Doug Swieteck was suspended for two whole weeks. Just before he left, he said that next year he was going to try Number 166 to see how much time that would get him.
The day before Doug Swieteck came back, our principal reported during Morning Announcements that Mrs. Sidman had accepted “voluntary reassignment to the Main Administrative Office.” We were all supposed to congratulate her on the new post. But it was hard to congratulate her because she almost never peeked out of the Main Administrative Office. Even when she had to be the playground monitor during recess, she mostly kept away from us. If you did get close, she’d whip out a plastic rain hat and pull it on.
It’s hard to congratulate someone who’s holding a plastic rain hat over her Polynesian Fruit Blend–colored hair.
See? That’s the kind of stuff that gets teachers to hate you. But the thing was, I never did any of that stuff. Never. I even stayed as far away from Doug Swieteck as I could, so if he did decide to try Number 166 on anyone, I wouldn’t get blamed for standing nearby.

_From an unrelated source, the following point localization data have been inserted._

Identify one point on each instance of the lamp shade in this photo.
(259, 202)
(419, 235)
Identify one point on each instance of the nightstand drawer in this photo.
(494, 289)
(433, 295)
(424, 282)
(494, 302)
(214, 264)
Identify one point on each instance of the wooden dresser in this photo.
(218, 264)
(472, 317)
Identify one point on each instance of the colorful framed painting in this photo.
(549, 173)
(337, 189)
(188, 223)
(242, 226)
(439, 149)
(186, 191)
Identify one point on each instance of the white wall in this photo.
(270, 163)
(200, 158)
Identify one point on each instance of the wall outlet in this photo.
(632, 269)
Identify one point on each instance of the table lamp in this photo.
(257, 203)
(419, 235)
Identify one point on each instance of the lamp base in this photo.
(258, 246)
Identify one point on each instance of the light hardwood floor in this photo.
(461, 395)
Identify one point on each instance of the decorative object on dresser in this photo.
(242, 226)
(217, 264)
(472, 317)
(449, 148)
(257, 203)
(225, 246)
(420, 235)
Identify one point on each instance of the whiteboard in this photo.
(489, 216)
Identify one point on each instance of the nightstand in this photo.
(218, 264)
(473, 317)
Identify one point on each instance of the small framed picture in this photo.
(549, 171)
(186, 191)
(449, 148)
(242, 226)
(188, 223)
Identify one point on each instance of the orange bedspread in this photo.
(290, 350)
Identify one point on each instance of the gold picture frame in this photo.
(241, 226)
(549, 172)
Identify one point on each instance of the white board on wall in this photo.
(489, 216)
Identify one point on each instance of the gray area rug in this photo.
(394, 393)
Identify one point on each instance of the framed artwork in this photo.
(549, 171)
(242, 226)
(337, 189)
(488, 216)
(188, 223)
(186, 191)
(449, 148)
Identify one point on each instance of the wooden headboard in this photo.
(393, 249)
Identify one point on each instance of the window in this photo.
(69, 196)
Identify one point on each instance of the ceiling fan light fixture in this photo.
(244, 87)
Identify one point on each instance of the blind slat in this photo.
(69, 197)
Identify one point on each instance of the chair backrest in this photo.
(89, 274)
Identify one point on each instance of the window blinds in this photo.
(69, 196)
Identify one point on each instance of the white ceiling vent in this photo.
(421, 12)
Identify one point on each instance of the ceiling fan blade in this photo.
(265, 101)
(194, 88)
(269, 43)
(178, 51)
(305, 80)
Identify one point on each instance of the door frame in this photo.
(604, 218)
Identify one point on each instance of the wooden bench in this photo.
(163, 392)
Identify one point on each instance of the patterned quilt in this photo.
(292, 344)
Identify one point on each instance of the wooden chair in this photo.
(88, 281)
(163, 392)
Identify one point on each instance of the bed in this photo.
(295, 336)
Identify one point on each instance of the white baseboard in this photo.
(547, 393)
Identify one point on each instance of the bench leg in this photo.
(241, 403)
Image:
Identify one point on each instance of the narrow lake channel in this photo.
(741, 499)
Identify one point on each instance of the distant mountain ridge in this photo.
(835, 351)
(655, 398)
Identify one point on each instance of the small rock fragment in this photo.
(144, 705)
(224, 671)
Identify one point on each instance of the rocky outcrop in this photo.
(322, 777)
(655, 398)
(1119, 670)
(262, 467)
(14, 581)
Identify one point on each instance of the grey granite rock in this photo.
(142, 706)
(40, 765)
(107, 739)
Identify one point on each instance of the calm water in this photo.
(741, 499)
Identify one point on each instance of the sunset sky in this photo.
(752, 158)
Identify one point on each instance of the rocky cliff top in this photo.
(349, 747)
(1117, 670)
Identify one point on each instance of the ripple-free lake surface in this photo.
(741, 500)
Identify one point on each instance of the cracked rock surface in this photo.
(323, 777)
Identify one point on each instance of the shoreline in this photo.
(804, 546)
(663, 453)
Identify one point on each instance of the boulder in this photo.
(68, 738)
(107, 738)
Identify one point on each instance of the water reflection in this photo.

But it didn’t matter. Mrs. Baker hated me. She hated me a whole lot worse than Mrs. Sidman hated Doug Swieteck. I knew it on Monday, the first day of seventh grade, when she called the class roll—which told you not only who was in the class but also where everyone lived.
If your last name ended in “berg” or “zog” or “stein,” you lived on the north side. If your last name ended in “elli” or “ini” or “o,” you lived on the south side. Lee Avenue cut right between them, and if you walked out of Camillo Junior High and followed Lee Avenue across Main Street, past MacClean’s Drug Store, Goldman’s Best Bakery, and the Five & Ten-Cent Store, through another block and past the Free Public Library, and down one more block, you’d come to my house—which my father had figured out was right smack in the middle of town.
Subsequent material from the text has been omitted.